Closed UnclAlDeveloper closed 4 years ago
If you want a percentage of the data you can use sample_prop()
which works the same as sample_size()
but as a proportion of the total sample.
Emil, sample_prop seems to work. Thank you.
Although this issue doesn't seem major but should remain open as one needing fixing.
Here is a reprex demonstrating the problem:
library(tidymodels)
#> ── Attaching packages ────────────────────────────────────────────── tidymodels 0.1.0 ──
#> ✓ broom 0.5.6 ✓ recipes 0.1.12
#> ✓ dials 0.0.6 ✓ rsample 0.0.6
#> ✓ dplyr 0.8.5 ✓ tibble 3.0.1
#> ✓ ggplot2 3.3.0 ✓ tune 0.1.0
#> ✓ infer 0.5.1 ✓ workflows 0.1.1
#> ✓ parsnip 0.1.0 ✓ yardstick 0.0.6
#> ✓ purrr 0.3.4
#> ── Conflicts ───────────────────────────────────────────────── tidymodels_conflicts() ──
#> x purrr::discard() masks scales::discard()

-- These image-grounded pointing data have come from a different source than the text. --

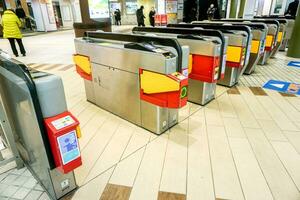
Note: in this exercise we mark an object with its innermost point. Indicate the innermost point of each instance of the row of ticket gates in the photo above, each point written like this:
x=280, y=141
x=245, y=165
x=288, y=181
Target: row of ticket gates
x=144, y=77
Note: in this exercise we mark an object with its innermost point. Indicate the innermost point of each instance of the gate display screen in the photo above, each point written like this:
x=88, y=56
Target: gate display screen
x=68, y=147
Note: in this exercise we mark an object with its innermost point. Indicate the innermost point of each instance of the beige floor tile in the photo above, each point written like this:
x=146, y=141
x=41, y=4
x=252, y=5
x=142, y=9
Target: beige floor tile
x=290, y=159
x=113, y=151
x=162, y=195
x=116, y=192
x=175, y=161
x=244, y=113
x=226, y=180
x=138, y=140
x=233, y=127
x=94, y=149
x=212, y=114
x=295, y=102
x=220, y=90
x=252, y=179
x=272, y=130
x=199, y=174
x=291, y=112
x=126, y=170
x=225, y=106
x=93, y=189
x=294, y=139
x=279, y=181
x=253, y=104
x=90, y=129
x=147, y=182
x=278, y=116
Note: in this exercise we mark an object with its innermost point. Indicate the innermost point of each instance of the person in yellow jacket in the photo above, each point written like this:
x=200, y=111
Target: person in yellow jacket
x=11, y=30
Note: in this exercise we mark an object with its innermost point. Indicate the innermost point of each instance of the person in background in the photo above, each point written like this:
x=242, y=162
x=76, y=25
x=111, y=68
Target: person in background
x=140, y=16
x=118, y=17
x=11, y=30
x=20, y=12
x=211, y=12
x=151, y=16
x=292, y=9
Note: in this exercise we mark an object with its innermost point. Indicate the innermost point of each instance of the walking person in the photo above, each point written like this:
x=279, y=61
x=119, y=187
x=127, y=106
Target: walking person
x=20, y=12
x=151, y=16
x=140, y=16
x=11, y=30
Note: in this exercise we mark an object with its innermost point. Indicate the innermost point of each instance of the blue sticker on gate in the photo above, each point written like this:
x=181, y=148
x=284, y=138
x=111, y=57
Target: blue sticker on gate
x=294, y=64
x=68, y=147
x=282, y=86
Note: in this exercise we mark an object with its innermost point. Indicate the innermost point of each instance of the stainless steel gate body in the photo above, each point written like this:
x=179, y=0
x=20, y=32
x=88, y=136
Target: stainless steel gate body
x=116, y=86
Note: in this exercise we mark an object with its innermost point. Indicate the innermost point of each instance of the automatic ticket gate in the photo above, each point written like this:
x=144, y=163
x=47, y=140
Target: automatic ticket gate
x=289, y=25
x=271, y=39
x=206, y=64
x=259, y=33
x=238, y=50
x=135, y=77
x=44, y=131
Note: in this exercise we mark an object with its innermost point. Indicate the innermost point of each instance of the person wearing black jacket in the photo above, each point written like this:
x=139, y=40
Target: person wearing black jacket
x=151, y=16
x=140, y=16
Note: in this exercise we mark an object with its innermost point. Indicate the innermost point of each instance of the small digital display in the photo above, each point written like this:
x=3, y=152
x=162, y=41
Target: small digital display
x=68, y=147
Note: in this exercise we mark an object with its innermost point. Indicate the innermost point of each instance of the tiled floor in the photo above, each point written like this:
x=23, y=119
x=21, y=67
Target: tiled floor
x=243, y=145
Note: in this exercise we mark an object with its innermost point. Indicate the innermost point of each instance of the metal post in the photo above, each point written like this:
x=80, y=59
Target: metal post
x=9, y=137
x=294, y=47
x=242, y=9
x=233, y=8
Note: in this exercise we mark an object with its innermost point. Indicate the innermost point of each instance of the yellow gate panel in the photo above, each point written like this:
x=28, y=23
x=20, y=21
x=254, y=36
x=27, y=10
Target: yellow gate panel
x=152, y=82
x=83, y=62
x=269, y=40
x=234, y=54
x=255, y=46
x=279, y=37
x=190, y=63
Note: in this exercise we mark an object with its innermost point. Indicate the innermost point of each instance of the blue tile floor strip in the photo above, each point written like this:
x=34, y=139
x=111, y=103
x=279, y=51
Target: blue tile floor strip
x=294, y=64
x=282, y=86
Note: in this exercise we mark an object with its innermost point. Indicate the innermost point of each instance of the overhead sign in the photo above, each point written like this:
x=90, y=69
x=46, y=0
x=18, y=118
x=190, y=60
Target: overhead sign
x=282, y=86
x=294, y=64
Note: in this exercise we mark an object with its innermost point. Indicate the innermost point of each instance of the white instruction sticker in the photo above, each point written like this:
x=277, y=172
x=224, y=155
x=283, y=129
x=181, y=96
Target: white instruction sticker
x=63, y=122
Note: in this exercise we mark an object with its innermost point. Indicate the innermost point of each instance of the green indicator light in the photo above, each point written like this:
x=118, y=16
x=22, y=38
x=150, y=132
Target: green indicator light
x=183, y=92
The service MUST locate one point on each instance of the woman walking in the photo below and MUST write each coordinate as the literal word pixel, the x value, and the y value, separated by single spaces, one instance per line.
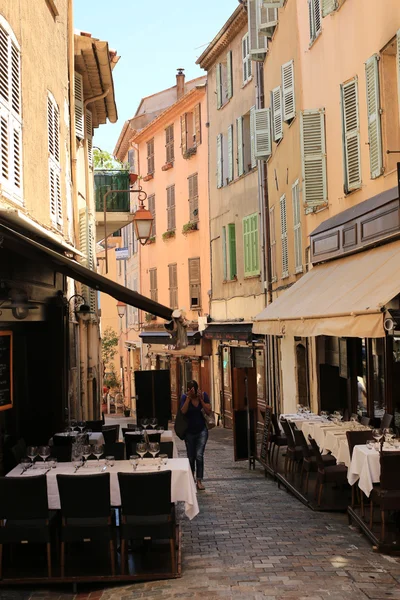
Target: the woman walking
pixel 192 405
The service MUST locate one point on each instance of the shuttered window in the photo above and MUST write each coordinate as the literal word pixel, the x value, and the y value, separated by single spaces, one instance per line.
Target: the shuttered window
pixel 153 284
pixel 351 135
pixel 193 198
pixel 10 114
pixel 276 103
pixel 194 283
pixel 374 117
pixel 53 128
pixel 284 240
pixel 152 209
pixel 288 98
pixel 169 144
pixel 251 245
pixel 150 157
pixel 313 154
pixel 171 207
pixel 298 245
pixel 173 285
pixel 79 107
pixel 272 235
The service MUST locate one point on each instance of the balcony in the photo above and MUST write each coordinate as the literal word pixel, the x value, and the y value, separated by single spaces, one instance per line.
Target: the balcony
pixel 118 203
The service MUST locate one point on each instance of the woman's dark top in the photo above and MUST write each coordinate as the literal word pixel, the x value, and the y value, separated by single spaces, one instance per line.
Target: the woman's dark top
pixel 196 422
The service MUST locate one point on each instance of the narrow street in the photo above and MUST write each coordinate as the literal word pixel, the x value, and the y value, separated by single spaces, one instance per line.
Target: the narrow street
pixel 252 541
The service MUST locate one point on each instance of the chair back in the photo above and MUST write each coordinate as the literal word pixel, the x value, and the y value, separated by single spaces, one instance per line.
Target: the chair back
pixel 23 497
pixel 357 438
pixel 84 496
pixel 145 494
pixel 390 468
pixel 386 421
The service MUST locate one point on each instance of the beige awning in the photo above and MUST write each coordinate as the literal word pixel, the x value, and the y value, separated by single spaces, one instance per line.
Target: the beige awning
pixel 344 298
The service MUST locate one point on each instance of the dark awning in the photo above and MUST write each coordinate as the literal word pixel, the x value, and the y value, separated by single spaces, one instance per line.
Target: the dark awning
pixel 27 247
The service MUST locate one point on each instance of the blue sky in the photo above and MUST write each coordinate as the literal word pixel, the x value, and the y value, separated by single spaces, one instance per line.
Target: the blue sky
pixel 153 38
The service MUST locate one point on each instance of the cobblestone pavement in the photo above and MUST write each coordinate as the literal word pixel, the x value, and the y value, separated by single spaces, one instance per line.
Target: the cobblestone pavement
pixel 254 541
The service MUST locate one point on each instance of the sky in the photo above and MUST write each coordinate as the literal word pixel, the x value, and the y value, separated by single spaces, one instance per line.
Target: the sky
pixel 153 38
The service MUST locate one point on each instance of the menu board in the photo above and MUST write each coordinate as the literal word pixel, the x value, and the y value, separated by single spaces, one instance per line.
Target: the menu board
pixel 266 434
pixel 6 384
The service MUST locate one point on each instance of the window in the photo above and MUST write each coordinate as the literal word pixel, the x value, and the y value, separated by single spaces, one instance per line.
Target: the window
pixel 169 144
pixel 193 198
pixel 153 284
pixel 351 135
pixel 284 241
pixel 246 59
pixel 171 208
pixel 298 246
pixel 224 81
pixel 272 242
pixel 10 113
pixel 314 14
pixel 152 209
pixel 251 245
pixel 194 283
pixel 313 155
pixel 150 157
pixel 53 127
pixel 173 285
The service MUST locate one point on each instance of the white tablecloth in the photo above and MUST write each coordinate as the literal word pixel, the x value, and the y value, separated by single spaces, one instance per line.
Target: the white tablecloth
pixel 183 488
pixel 166 436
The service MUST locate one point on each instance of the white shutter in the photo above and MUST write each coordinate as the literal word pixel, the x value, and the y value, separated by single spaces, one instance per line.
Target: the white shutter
pixel 229 75
pixel 78 95
pixel 351 135
pixel 289 104
pixel 89 137
pixel 313 154
pixel 220 181
pixel 262 120
pixel 240 150
pixel 230 153
pixel 328 6
pixel 252 137
pixel 276 104
pixel 298 252
pixel 284 240
pixel 374 117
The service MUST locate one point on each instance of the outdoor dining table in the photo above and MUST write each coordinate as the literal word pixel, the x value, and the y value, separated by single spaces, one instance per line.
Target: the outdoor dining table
pixel 183 488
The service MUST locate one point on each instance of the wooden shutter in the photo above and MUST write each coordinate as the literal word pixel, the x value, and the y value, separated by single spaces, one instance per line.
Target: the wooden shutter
pixel 220 175
pixel 232 251
pixel 328 6
pixel 298 251
pixel 276 103
pixel 374 117
pixel 240 149
pixel 79 110
pixel 262 119
pixel 229 75
pixel 351 135
pixel 194 282
pixel 313 154
pixel 289 104
pixel 284 240
pixel 230 153
pixel 197 123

#> x dplyr::filter() masks stats::filter()
#> x dplyr::lag() masks stats::lag()
#> x ggplot2::margin() masks dials::margin()
#> x recipes::step() masks stats::step()
xgb_spec <- boost_tree(sample_size = tune()) %>%
set_mode("regression") %>%
set_engine("xgboost")
car_boot <- bootstraps(mtcars, times = 5)
size_grid <- grid_regular(sample_size(c(1, nrow(mtcars))))
size_grid
#> # A tibble: 3 x 1
#> sample_size
#> <int>
#> 1 1
#> 2 16
#> 3 32
xbg_res <- xgb_spec %>%
tune_grid(mpg ~ .,
resamples = car_boot,
grid = size_grid)
#> x Bootstrap1: model 2/3: Error: `sample_size` should be within [0,1].
#> x Bootstrap1: model 3/3: Error: `sample_size` should be within [0,1].
#> x Bootstrap2: model 2/3: Error: `sample_size` should be within [0,1].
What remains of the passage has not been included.